There’s Always a Bigger Fish
I’ve been reading Claire North lately, especially the Game House novellas. Her premise revolves around the concept of gambling/gaming as a means of taking charge of one’s own life. Perhaps we wish to escape a violent or abusive relationship. Maybe what we really desire from life is the security of having power over a nation’s political and economic life. Maybe we are just plain bored. In every case, if we are shrewd, patient and willing, the House will provide a game for us. If we win, we grow more powerful; if we lose, we risk the loss of whatever we hold most dear. The House knows what we value and just how to prod us into making and accepting ever more risky wagers.
And if that is not sufficiently sinister, the House awards winners with the services, even lives, of lesser Gamers who have lost enough to have become indentured players. They are the game pieces awarded to those more adept at playing the Game.
Despite the House’s claims that every game is fair and balanced, and the ubiquitous presence of white robed “umpires” to assure that the rules are obeyed, everyone knows that the games are “fixed.” Still, the lure of success is addictive, and the house keeps upping the ante for those who believe that they can win.
But, as Obi Wan Kenobi once quipped, “there is always a bigger fish,” and every player is also a piece in someone else’s game.
The thing about good fiction, and Claire North/Catherine Webb’s fiction is excellent, is that it provides a mirror into our own lives. Along with affluence and the relative comfort provided by the pursuit of success, often come boredom, a craving for more, and an indifference to that fact that once we begin viewing life as a game, we run the risk of ceasing to be people. We all become pieces on the board.

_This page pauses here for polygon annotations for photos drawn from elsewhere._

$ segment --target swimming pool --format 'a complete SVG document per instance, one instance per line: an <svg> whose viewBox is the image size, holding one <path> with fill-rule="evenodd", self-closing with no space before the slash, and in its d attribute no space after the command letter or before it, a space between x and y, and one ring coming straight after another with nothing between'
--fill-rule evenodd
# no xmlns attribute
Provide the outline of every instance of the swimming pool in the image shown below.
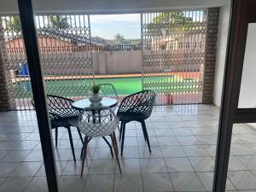
<svg viewBox="0 0 256 192"><path fill-rule="evenodd" d="M170 86L173 89L182 89L185 90L187 88L191 89L189 82L195 82L195 79L178 81L176 76L168 77L152 77L147 79L148 82L157 82L159 86L164 86L166 82L170 82ZM173 83L177 82L175 85ZM142 78L108 78L108 79L96 79L96 84L113 84L115 87L118 95L129 95L142 90ZM188 85L183 85L186 83ZM48 94L65 96L70 97L84 96L88 95L88 79L72 79L72 80L45 80L44 81L46 92ZM15 97L26 98L32 97L32 89L30 82L22 81L14 84Z"/></svg>

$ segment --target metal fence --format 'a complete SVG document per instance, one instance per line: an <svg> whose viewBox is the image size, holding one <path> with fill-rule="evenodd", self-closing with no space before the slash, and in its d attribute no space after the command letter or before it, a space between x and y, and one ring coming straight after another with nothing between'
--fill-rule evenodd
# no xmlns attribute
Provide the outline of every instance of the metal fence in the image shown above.
<svg viewBox="0 0 256 192"><path fill-rule="evenodd" d="M137 44L99 44L90 16L35 16L47 94L78 99L90 93L95 77L92 52L142 51L143 89L157 92L156 104L201 102L206 10L141 14ZM13 109L31 109L32 93L18 15L0 17L2 62Z"/></svg>
<svg viewBox="0 0 256 192"><path fill-rule="evenodd" d="M201 103L207 10L143 13L141 20L143 89L157 92L158 104Z"/></svg>

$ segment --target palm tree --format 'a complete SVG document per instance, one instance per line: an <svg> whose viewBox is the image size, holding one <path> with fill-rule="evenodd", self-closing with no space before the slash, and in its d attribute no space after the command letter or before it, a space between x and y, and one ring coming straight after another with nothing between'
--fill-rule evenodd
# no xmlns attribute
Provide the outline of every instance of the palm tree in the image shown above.
<svg viewBox="0 0 256 192"><path fill-rule="evenodd" d="M119 43L125 41L124 36L121 35L121 34L119 34L119 33L116 34L116 35L114 36L114 38L115 38L114 39L115 39L116 41L118 41Z"/></svg>
<svg viewBox="0 0 256 192"><path fill-rule="evenodd" d="M6 27L15 31L20 31L21 28L20 20L19 15L10 16L5 20Z"/></svg>
<svg viewBox="0 0 256 192"><path fill-rule="evenodd" d="M61 17L60 15L49 16L49 23L55 28L68 28L70 24L67 21L67 17Z"/></svg>

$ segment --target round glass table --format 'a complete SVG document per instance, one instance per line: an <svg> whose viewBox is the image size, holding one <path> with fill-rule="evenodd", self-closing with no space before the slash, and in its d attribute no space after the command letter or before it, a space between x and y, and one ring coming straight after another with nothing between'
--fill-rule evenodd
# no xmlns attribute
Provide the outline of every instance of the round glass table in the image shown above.
<svg viewBox="0 0 256 192"><path fill-rule="evenodd" d="M100 104L97 104L96 107L98 106L104 106L104 107L109 107L109 108L114 108L118 105L118 100L110 98L110 97L102 97L102 102ZM86 99L81 99L78 100L72 103L73 108L78 109L78 110L83 110L85 108L90 108L90 107L96 107L93 103L91 103L89 101L89 98Z"/></svg>

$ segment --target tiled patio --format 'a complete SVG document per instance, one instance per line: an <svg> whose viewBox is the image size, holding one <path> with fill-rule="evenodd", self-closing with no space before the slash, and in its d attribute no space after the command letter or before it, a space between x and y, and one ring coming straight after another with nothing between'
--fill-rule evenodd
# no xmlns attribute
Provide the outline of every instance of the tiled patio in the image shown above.
<svg viewBox="0 0 256 192"><path fill-rule="evenodd" d="M74 163L67 132L59 129L60 191L211 191L218 111L212 105L154 107L147 121L151 154L140 125L128 124L121 175L106 143L93 139L81 178L76 130ZM0 191L47 191L35 113L1 113L0 141ZM255 192L256 131L236 125L232 143L227 190Z"/></svg>

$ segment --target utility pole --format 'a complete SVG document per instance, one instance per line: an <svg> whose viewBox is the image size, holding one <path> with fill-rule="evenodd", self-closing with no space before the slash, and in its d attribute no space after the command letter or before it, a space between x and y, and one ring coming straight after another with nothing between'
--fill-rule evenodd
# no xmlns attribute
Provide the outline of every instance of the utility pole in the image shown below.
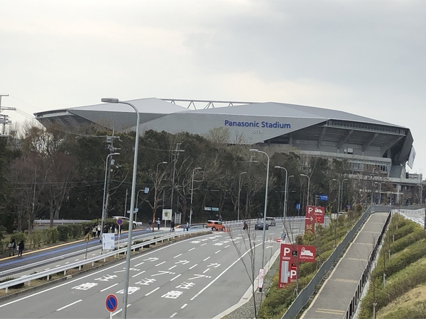
<svg viewBox="0 0 426 319"><path fill-rule="evenodd" d="M170 198L170 209L172 210L172 218L173 218L173 191L175 190L175 172L176 171L177 157L179 157L180 152L185 152L185 150L180 150L182 143L176 143L176 150L173 152L175 158L173 160L173 176L172 177L172 197ZM179 207L179 205L178 206Z"/></svg>

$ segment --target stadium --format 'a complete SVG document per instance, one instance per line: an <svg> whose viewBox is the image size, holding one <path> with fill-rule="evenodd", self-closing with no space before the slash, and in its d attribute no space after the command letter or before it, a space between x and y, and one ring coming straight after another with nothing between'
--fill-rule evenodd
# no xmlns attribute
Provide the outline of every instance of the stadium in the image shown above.
<svg viewBox="0 0 426 319"><path fill-rule="evenodd" d="M408 174L405 169L406 164L413 167L415 157L409 128L347 112L283 103L156 98L127 102L140 113L141 134L154 130L205 135L212 130L225 129L229 143L246 144L268 153L295 152L302 165L315 157L344 160L351 177L370 178L370 189L360 186L360 191L371 192L371 201L383 197L383 203L400 203L403 194L406 203L422 201L422 175ZM64 129L102 127L116 132L134 130L136 124L134 110L121 103L34 115L45 127ZM373 186L376 184L381 184L380 191Z"/></svg>

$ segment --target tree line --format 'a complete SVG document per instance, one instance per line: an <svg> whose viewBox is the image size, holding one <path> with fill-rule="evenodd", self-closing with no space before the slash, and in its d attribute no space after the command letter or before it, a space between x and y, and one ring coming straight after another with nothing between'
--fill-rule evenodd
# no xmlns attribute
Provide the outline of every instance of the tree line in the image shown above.
<svg viewBox="0 0 426 319"><path fill-rule="evenodd" d="M38 218L100 218L106 166L107 216L124 216L130 203L135 133L116 134L113 148L106 140L112 135L27 125L1 138L1 225L9 232L31 231ZM136 191L138 191L136 199L138 220L147 223L153 214L161 218L162 209L170 208L173 175L173 209L182 213L182 223L189 218L191 195L192 223L205 223L219 215L225 220L236 219L239 197L241 219L263 213L266 158L250 152L249 145L229 143L227 129L214 129L206 136L148 130L139 139ZM176 152L178 144L182 152ZM111 152L120 155L112 157L113 164L106 165ZM344 161L315 157L302 162L297 151L270 155L268 216L282 216L283 212L285 174L275 166L285 167L292 176L288 215L304 215L302 208L296 210L297 203L303 208L307 199L307 179L301 174L310 177L310 203L315 203L315 195L327 194L328 201L318 204L336 208L338 185L333 179L348 178ZM345 184L343 203L362 201L356 197L357 187L353 181Z"/></svg>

Faith offers an alternative. The cost and promise of faith is liberation. True, it is a risky business to be free, for then we may no longer blame anyone else for our problems. But being free also provides an extraordinary gift – that of perspective – of knowing one’s place in the universe and of recognizing the ultimate poverty of using others to make ourselves feel better.
The truly free know that one of the surest ways to die is to live in dread of the arrival of a bigger fish. Such a zero-sum game mentality will ensure that the greater predator will always find and in the end, devour us. The truly free know that true love, power, and strength appear in the most unlikely places – even in mangers.
Advent offers us freedom. It invites us to step away from the game, and to enter into life.